CAFFARO, COSTA: SEQUESTRO DÀ RAGIONE A CITTADINI, IMPEGNO MINISTERO COSTANTE

“Risultato importante, risanamento ambientale Brescia ha valore nazionale”

ROMA, 9 febbraio 2021 – “Quanto sta accadendo in queste ore nel Sin Caffaro di Brescia è frutto di due anni di indagini e di lavoro incessante per riscrivere la storia di quel sito, che tanto dolore ha causato a migliaia di cittadini. Li incontrai il 20 novembre 2018 in un lungo pomeriggio di racconti e mi portarono dati denunce analisi cliniche. La Procura distrettuale della Repubblica di Brescia, Arpa e i Carabinieri forestali, che ringrazio, hanno compiuto un lavoro certosino e oggi le indagini danno ragione a quei cittadini”.

Lo dichiara il Ministro dell’Ambiente Sergio Costa in merito al sequestro per disastro ambientale dell’azienda Caffaro, storica industria chimica del territorio, eseguito questa mattina dai carabinieri forestali dopo due anni di indagini nell’ambito di un’inchiesta della Procura di Brescia. Un provvedimento dovuto al continuo inquinamento dell’impianto, con valori di cromo e mercurio ben al di sopra dei parametri di legge.

L’inquinamento – prosegue il Ministro – non era solo un’eredità del passato, ma è stato perpetrato nel tempo. Il nostro impegno per Brescia, insieme con le istituzioni locali, è stato ed è costante: abbiamo definito dopo oltre vent’anni l’accordo di programma per la bonifica del Sin e stiamo lavorando senza sosta per il relativo piano operativo di bonifica. Con il sequestro di oggi si aggiunge un nuovo tassello al mosaico che comporrà una nuova pagina per la città di Brescia. Lo Stato è presente, e non abbandona mai i cittadini”.

“Con il sequestro di queste ore si aggiunge un tassello al processo di risanamento di una delle aree più ferite del nostro Paese. Un risultato importante, frutto del lavoro delle istituzioni al fianco dei cittadini” commenta il Sottosegretario Roberto Morassut.

 “La comunità bresciana non sarà sola – continua -. Per scongiurare il rischio che venga meno la barriera idraulica che impedisce alle acque inquinate dalle sostanze tossiche rilevate di disperdersi nel sottosuolo e nelle acque di falda, siamo intervenuti pochi giorni fa con un’ordinanza del Ministero, intimando a tutti i soggetti responsabili di non interrompere le attività a tutela della falda. In ogni caso la barriera idraulica non verrà meno, perché esplicitamente previsto nell’accordo di programma sottoscritto dal Ministero nel novembre scorso per gli interventi di messa in sicurezza e bonifica del SIN Brescia Caffaro”.

Il Sottosegretario spiega inoltre che, ove i privati interrompessero il barrieramento, subentrerebbe il Commissario per la bonifica con risorse pubbliche per evitare rischi per l’ambiente e la salute. I costi di tale intervento saranno poi recuperati dalle aziende responsabili dell’inquinamento dell’area Caffaro.

“Brescia è una delle zone più difficili e dove la sfida del risanamento ambientale ha un valore nazionale, per il grande processo di riconversione industriale e per il triste fenomeno del trattamento illegale dei rifiuti, ed è una sfida che vogliamo vincere – conclude Morassut -. L’attenzione rimane alta, e il Ministero dell’ambiente continuerà a monitorare l’evoluzione del fenomeno.
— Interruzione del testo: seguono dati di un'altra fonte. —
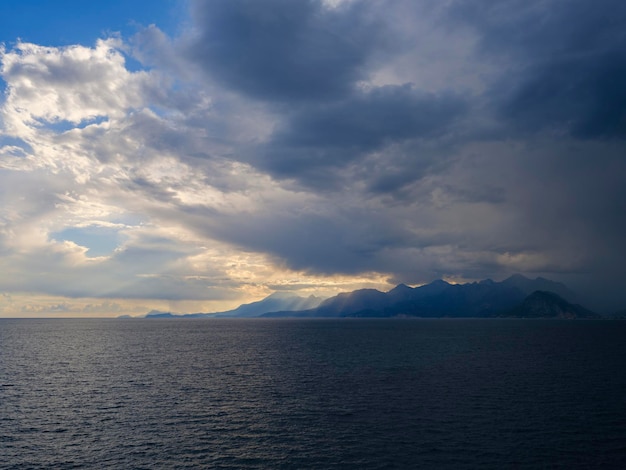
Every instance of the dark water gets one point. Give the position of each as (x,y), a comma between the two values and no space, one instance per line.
(312,394)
Un grazie ai funzionari del ministero e ai colleghi degli enti locali che non mollano e con i quali continueremo a lavorare”.

Dino Alberti, Consigliere regionale del M5S Lombardia, dichiara: “C’è voluto un Ministro dell’Ambiente serio e un nuovo direttore del dipartimento di Arpa Brescia che avesse veramente a cuore la salute dei bresciani perché si arrivasse a stabilire e certificare quello che tutti vanno ripetendo da tempo: Caffaro Brescia continua ad inquinare.

Tutti sapevano, tranne il commissario straordinario del SIN, voluto dalla giunta comunale piddina e sul cui operato ho sempre avanzato riserve. Solo lui sembra non essersi accorto del disastro ambientale in corso.

La regione d’altro canto non ha mai fatto la sua parte se non le un’inutile passerella dell’Assessore Cattaneo a luglio che auspicava un esito positivo delle bonifiche. Qui nessuno ha controllato per anni. Mi auguro che le indagini vadano fino in fondo: l’inerzia delle istituzioni non ha scuse. Di cromo esavalente si muore

Mi auguro che si valutino rapidamente anche le responsabilità di chi non ha controllato”.